Since the invention of the automobile, we have lost much of our community engagement — and with it, much of our civic power. We commute to work elsewhere, to shop elsewhere, even to worship elsewhere. We are no longer organized within our communities, but rather by the large corporations that employ us, sell to us and tell us what to think. Face-to-face friendships have withered from lack of attention, while infotainment actors and internet “influencers” we will never meet have become more important to us than our next-door neighbors.
A ruling class of corporate billionaires now takes almost all the value we create. Worker productivity — value creation — has doubled since 1970, while worker compensation has increased only about 40%. The “company town” has become the “company nation.” Corporations have been designated as “persons,” allowing their billionaire owners to use money extracted from us to corrupt and control our government. Political parties present us with false choices among candidates who, for the most part, have served the corporations and ultra-wealthy rather than those who elected them.
Restoration can begin here, at home. When we know and care about our neighbors, we will stand together in response to threats against any of us. We will unify our individual voices into a chorus of: No, you won’t. Not here. We will educate each other, debate the issues and find those issues that unite us. We will speak as a community to our representatives and to the media. We will strengthen connections with other nearby communities, making our collective voice even louder.

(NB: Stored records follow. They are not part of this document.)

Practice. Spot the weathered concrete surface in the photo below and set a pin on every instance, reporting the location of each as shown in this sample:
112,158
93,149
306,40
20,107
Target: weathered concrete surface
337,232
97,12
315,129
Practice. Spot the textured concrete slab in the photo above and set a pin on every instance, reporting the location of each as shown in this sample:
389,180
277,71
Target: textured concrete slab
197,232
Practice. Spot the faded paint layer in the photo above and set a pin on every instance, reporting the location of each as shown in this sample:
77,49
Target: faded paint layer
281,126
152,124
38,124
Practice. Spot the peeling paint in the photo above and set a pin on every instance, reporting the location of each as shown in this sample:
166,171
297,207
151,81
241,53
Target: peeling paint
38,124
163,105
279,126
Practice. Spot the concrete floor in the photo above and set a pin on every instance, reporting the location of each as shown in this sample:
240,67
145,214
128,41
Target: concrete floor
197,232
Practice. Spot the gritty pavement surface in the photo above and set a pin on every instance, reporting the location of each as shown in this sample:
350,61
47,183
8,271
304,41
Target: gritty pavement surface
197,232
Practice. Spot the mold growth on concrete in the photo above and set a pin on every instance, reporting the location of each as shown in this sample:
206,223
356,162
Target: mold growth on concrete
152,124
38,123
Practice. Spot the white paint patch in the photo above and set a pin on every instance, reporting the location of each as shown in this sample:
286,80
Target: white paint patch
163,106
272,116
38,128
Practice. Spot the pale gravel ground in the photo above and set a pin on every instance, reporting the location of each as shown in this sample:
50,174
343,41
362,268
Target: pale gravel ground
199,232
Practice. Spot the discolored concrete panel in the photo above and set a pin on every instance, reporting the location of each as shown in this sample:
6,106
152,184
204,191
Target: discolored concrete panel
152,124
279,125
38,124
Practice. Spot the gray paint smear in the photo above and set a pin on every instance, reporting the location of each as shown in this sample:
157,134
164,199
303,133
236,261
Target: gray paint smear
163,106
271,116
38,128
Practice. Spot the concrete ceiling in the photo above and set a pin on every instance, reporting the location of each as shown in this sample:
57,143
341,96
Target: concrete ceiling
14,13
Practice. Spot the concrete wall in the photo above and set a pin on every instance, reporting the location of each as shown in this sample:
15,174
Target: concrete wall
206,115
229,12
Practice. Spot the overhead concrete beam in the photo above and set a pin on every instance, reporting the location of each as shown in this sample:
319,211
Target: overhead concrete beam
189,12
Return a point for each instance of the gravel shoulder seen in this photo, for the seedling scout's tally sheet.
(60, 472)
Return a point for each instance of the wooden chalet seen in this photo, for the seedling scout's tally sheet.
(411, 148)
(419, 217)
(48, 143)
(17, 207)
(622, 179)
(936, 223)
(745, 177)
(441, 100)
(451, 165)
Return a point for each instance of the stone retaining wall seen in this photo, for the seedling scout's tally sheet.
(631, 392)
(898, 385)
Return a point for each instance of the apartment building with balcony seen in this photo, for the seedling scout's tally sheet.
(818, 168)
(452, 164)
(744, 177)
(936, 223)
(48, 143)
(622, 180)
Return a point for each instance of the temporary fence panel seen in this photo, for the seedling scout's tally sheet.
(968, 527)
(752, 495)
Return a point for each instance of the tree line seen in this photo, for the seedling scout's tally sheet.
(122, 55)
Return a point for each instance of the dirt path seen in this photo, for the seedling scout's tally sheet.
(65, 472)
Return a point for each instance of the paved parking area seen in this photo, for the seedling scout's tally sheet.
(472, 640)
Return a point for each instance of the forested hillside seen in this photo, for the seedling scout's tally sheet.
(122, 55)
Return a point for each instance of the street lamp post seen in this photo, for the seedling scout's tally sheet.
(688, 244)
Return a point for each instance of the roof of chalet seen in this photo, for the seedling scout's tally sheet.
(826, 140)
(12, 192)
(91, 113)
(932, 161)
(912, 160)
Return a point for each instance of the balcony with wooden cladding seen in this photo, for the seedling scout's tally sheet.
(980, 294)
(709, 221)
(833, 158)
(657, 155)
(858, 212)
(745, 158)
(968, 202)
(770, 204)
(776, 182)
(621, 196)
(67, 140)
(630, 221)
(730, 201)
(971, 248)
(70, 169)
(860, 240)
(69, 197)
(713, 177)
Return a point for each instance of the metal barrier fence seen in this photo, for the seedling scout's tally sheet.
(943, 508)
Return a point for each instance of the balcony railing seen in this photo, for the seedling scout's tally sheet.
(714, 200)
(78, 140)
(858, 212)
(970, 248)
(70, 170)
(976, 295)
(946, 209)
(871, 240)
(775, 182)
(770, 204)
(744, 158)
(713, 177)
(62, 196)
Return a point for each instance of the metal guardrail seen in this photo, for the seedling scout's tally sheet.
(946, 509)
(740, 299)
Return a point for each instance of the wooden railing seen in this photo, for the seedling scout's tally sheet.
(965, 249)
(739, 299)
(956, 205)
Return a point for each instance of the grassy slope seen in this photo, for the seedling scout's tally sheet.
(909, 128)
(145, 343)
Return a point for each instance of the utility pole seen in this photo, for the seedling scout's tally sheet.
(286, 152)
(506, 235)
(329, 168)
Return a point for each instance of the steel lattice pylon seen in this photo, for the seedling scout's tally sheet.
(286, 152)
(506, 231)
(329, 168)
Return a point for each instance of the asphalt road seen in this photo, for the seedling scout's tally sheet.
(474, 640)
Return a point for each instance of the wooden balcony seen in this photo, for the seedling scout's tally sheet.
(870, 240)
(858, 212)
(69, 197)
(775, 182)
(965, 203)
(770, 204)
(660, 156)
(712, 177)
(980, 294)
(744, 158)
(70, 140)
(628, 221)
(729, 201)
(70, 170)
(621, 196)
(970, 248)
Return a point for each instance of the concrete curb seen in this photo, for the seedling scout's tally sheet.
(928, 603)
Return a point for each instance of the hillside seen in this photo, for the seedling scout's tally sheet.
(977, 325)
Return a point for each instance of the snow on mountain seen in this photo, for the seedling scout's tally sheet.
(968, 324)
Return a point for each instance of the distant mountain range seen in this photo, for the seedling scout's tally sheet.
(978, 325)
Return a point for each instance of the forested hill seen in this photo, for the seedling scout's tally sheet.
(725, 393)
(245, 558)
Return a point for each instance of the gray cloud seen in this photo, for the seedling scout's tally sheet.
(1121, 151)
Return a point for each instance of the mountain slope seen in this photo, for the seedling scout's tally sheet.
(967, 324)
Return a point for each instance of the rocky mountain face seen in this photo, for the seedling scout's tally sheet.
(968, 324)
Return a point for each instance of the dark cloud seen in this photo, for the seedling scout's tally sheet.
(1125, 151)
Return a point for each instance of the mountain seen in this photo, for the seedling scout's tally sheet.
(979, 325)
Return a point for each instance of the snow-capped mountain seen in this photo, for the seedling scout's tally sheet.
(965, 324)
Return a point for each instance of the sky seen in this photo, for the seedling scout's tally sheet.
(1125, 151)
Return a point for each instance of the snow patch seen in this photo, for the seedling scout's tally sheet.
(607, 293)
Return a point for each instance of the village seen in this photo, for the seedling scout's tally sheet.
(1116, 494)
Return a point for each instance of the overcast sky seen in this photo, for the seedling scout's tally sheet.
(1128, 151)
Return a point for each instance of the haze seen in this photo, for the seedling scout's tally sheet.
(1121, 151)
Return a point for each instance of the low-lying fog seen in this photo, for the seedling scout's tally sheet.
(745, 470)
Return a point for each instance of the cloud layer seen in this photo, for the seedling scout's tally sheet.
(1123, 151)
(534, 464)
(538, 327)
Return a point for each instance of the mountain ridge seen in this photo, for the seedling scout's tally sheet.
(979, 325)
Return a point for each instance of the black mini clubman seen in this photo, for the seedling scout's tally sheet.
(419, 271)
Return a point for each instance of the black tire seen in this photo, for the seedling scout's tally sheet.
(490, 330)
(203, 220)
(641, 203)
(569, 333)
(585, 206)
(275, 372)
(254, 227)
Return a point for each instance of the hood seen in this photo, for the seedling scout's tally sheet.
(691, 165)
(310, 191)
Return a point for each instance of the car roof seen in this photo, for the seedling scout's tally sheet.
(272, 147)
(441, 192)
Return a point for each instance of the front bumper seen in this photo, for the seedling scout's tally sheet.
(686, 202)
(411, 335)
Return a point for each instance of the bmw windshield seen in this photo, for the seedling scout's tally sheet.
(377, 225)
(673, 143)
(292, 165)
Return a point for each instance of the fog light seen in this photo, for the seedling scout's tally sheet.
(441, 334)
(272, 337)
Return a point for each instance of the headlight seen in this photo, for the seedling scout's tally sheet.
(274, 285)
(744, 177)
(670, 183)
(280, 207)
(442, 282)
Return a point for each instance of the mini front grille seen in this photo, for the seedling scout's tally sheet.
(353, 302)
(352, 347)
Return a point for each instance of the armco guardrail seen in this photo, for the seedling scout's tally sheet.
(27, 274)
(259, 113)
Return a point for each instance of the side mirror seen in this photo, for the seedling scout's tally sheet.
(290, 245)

Buying from our local merchants, makers and farmers will keep more of our created value within our community. Even when the price is slightly higher than buying from the superstores or Amazon, the value to us is much greater because we are paying the people in our own community, who in turn will support other workers and other businesses in the community.
Using cash instead of credit for local purchases will retain an additional 3% of our money on Vashon instead of putting it into the pockets of the ultra-rich.
We must encourage ourselves and our children to choose local work that is focused on real human needs — work that will not be easily replaced by robots and AI. We need more teachers, healers, builders, retailers, farmers, electricians, plumbers, civil rights attorneys, appliance repair experts, solar panel installers and service staff in welcoming “third spaces.” Joining with other communities near us, we can concentrate our work and commerce within small businesses rather than large corporations.
To make this work, individual citizens, local interest groups and local businesses all must come together under this banner of community. Whatever the short-term sacrifices, our rewards will be much greater — financially, politically and spiritually — through the restoration of a more human way of life, within a vibrant community.
We are communities rising. Together with thousands of communities across this nation, we will elect and hold accountable true representatives of the people.
Bryan Long is a former business executive and former high school teacher who now tends a hobby farm on Maury Island, donating his excess produce to the Vashon Food Bank.
Since early 2025, Long has become active in Indivisible Vashon, helping to build the Protest Group, the Vashon Bucket Drum Brigade and the fledgling Theater for Social Change. You may sometimes see him around town dressed in 1770s colonial fashion, expressing his alter ego, Thomas Paine.